Describe the bug
When an OSMO task produces large output (e.g. multi-GB model checkpoints), the osmo-ctrl sidecar is terminated before the output upload to S3 completes. The workflow is marked FAILED despite the user container exiting successfully with code 0. Output data is lost.
This affects any workflow where the output upload takes longer than ~30 seconds (the Kubernetes default terminationGracePeriodSeconds).
To reproduce
- Submit a workflow task that writes >1 GB to
/osmo/data/output/
- Wait for the user container to exit successfully
- Observe osmo-ctrl logs — "Upload Start" appears but "Upload Complete" never does
- Workflow status: FAILED
- S3 output path: empty or partial
osmo-ctrl logs
Exec finished
Upload Start
Uploading task:s3://bucket/workflow-id/task-name
Uploading task-name
No "Upload Complete" — the pod was terminated mid-upload.
Environment
- OSMO version: v6.2-rc6
- Kubernetes: 1.31 (EKS)
- Output size: 9.2 GB (GR00T fine-tuning checkpoints)
Root cause analysis
We traced through the OSMO source code and identified two contributing issues:
1. terminationGracePeriodSeconds is never set on task pods
src/service/core/config/objects.py defines DEFAULT_POD_TEMPLATES with osmo-ctrl placed under spec.containers[]. Neither this default template nor the pod template merge logic in src/utils/connectors/postgres.py:calculate_pod_template() sets terminationGracePeriodSeconds.

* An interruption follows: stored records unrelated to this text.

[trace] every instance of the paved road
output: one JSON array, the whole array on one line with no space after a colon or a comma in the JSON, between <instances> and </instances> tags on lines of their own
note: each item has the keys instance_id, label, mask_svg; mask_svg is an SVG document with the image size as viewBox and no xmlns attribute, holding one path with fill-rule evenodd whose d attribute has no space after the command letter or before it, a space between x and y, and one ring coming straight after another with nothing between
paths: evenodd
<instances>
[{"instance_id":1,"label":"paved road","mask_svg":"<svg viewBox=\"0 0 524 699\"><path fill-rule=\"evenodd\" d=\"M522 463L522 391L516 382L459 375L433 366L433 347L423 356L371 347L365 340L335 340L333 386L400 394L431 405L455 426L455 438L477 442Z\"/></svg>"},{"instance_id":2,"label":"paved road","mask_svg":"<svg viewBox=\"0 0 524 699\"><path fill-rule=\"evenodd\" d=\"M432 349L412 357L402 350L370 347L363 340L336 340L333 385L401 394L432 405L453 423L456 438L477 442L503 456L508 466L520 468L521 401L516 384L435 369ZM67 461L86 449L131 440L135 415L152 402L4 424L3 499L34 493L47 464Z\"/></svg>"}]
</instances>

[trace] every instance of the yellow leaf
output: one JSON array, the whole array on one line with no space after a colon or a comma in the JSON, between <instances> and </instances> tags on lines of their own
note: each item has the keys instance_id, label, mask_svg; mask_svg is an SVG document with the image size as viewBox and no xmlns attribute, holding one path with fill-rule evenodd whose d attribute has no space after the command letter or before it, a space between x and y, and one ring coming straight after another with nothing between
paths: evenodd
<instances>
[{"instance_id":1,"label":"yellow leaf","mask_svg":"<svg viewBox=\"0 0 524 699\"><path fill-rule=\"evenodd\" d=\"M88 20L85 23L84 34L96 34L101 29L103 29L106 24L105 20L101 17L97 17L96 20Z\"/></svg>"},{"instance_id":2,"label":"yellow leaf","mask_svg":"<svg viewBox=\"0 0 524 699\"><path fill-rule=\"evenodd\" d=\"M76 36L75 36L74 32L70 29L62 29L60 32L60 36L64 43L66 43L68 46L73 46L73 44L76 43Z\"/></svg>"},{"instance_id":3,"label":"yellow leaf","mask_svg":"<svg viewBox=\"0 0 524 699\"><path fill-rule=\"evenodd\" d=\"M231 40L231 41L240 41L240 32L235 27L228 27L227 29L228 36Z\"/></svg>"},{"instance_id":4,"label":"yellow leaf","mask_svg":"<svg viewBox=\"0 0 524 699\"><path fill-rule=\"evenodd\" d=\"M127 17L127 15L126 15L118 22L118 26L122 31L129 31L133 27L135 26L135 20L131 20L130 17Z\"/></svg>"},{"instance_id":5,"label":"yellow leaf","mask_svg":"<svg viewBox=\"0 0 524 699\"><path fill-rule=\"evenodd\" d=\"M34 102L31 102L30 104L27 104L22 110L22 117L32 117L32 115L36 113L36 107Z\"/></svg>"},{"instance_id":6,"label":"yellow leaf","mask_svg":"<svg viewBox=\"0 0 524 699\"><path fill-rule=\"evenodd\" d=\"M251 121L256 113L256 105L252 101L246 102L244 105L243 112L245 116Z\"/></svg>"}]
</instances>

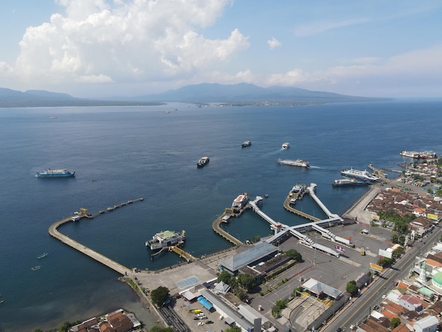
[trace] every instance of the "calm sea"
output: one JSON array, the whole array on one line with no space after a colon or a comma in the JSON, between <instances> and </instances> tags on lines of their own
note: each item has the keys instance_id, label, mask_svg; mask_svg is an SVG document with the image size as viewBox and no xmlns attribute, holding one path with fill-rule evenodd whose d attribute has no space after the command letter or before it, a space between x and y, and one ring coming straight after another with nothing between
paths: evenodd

A code search across the repository returns zero results. Task pods run with the Kubernetes default of 30 seconds.
2. osmo-ctrl's SIGTERM handler exits immediately without draining uploads
In src/runtime/cmd/ctrl/ctrl.go, the signal handler is:
signal.Notify(sigintCatch, os.Interrupt, syscall.SIGINT, syscall.SIGTERM)
go func() {
<-sigintCatch
cleanupMounts(cmdArgs.DownloadType)
os.Exit(1)
}()
On SIGTERM, osmo-ctrl unmounts FUSE and calls os.Exit(1) immediately. There is no logic to wait for an in-progress uploadOutputs() call (which spawns an osmo data upload subprocess via src/runtime/pkg/data/data.go) to complete. The upload subprocess is killed along with the osmo-ctrl process.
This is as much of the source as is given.